"Tests are how you turn an unreliable agent into a reliable system" <— 100%.
Once you're running 5+ agents in parallel, review-as-trust stops being physically possible. There isn't time, and there are too many concurrent diffs. The trust mechanism has to move into the gates: precise specs, deterministic test suites, exit codes as ground truth.
It's roughly the same shift teams went through when they moved from "senior dev reads every PR" to "CI is the source of truth." Mechanical, unromantic, and the only thing that truly scales.
On the skill atrophy point, I think the analysis is directionally right. The senior engineering skill that agents reward most won’t be review. It's having the system design fundamentals and writing the quality gates to assure functional needs are met and non-functional fundamentals are in tact.
Why do so many people talk as if we have to increase the rate of code production without limit? In “It’s the only thing that scales”, you assume that scaling is good. Clearly LLM code generation has sped up a lot of things and that’s very useful, but there has to be a limit to this, otherwise humans gradually lose our claim to be doing anything like “engineering”. But I know, capital’s hunger can’t be sated, we’re all in service to the feedback loop.
If you’re not reviewing, your vibe coding imo.
You can trust CI without doing code reviews when who’s shipping the PR is trustworthy.
You don’t trust junior’s PR only because CI is green. In my experience AI is not 100% trustworthy yet.
Before AI, copy-pasting from the Internet was seen as a noob thing to do.
Immediately after ChatGPT, copy-pasting from ChatGPT was seen with the exact same sentiment.
Maybe the code is more tailored towards you, but it's average, context-less, thoughtless.
With agents reading the codebase and writing code in what appears to be a context that approximates a developer's, we've recently crossed the threshold where a serious software developer can say they don't write their own code any more and not get chastised.
When you claim reviewing is the golden threshold that must not be crossed: Sure, but we very recently started accepting that code can be written entirely by agents. I don't yet automate code review, but I've been reading about some code review agents called Hickey and Löwy: https://kolu.dev/blog/hickey-lowy/#what-the-two-lenses-are --
> A Hickey reviewer reads code the way a lockpicker reads a tumbler2 — looking for concepts that shouldn’t be in the same position. The output is always “split these apart.”
> A Löwy reviewer reads code the way an actuary reads a portfolio3 — looking for things coupled to unrelated schedules. The output is always “draw a boundary that encapsulates this volatility.”
So the art of reviewing can, perhaps, be synthesized. Perhaps not for complete human replacement.
I believe that a lot of wetware is still highly mechanical and can be extracted as agentic workflows.
The goal is to move the human towards "software architect" and "product owner".
The real danger is cutting off the bridge that qualifies current seniors to be hands-off.
I don't see the skill atrophy of being an AI manager paying back what took me 20 years of pain to qualify.
"Agentic Engineering" (not vibe-coding, or vibe-engineering) sounds like a far better fit on what the future is going to be (or already is).
You are still responsible for the code that the agent is producing. You still need to understand the outputs and the tests that make sense to create otherwise you are creating tests for the sake of testing, which is useless.

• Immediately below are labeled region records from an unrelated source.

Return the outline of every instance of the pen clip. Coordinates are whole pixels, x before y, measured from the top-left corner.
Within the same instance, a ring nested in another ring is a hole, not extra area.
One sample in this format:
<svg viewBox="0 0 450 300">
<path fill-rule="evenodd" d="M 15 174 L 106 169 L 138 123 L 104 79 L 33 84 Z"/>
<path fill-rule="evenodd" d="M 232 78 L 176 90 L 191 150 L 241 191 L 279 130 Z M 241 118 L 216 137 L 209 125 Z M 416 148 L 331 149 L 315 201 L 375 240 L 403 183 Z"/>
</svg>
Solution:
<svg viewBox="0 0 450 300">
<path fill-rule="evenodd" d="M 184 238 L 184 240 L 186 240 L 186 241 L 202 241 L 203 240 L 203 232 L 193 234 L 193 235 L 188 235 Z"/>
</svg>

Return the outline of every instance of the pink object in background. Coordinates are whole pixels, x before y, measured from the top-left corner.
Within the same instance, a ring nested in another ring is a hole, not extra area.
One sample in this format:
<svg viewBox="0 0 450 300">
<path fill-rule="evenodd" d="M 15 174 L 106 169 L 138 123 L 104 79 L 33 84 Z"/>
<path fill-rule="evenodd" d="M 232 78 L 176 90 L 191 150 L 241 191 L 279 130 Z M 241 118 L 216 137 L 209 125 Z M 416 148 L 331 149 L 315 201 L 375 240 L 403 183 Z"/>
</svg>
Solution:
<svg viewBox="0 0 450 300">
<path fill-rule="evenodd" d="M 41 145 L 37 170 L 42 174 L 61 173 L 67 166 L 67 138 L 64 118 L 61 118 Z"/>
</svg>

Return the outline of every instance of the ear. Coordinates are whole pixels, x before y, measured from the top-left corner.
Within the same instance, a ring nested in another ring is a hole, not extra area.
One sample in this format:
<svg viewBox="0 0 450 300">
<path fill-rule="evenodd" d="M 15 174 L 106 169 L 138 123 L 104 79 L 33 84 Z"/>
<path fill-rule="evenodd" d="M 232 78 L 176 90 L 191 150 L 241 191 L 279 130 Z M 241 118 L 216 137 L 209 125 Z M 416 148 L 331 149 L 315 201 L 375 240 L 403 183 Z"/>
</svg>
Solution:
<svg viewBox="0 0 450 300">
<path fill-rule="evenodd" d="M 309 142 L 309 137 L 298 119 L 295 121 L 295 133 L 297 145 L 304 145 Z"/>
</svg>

The best comparison of all of this is autopilot and advanced driver-assistance systems (ADAS) in cars. You still need to watch the road at all times and keep your hands on the wheel just in case you need to intervene.
The "vibe-coding" equivalent of this in cars means you are not looking at the road, nor you have hands on the wheel and allowing the car to drive itself without any intervention and no teleoperation. Great for short journeys but problematic for longer journeys and absolutely unacceptable when the AI goes down or is offline and you are stuck in the middle of the highway.
So "Agentic Engineering" is much better without losing the responsibility.
I could not read the whole piece. The phrasing smells like AI too much.
Indeed.
> As one engineer put it, “This isn’t engineering, it’s hoping.”
As one LLM put it, rather.
"Tests are how you turn an unreliable agent into a reliable system" <— 100%.
Once you're running 5+ agents in parallel, review-as-trust stops being physically possible. There isn't time, and there are too many concurrent diffs. The trust mechanism has to move into the gates: precise specs, deterministic test suites, exit codes as ground truth.
It's roughly the same shift teams went through when they moved from "senior dev reads every PR" to "CI is the source of truth." Mechanical, unromantic, and the only thing that truly scales.
On the skill atrophy point, I think the analysis is directionally right. The senior engineering skill that agents reward most won’t be review. It's having the system design fundamentals and writing the quality gates to assure functional needs are met and non-functional fundamentals are in tact.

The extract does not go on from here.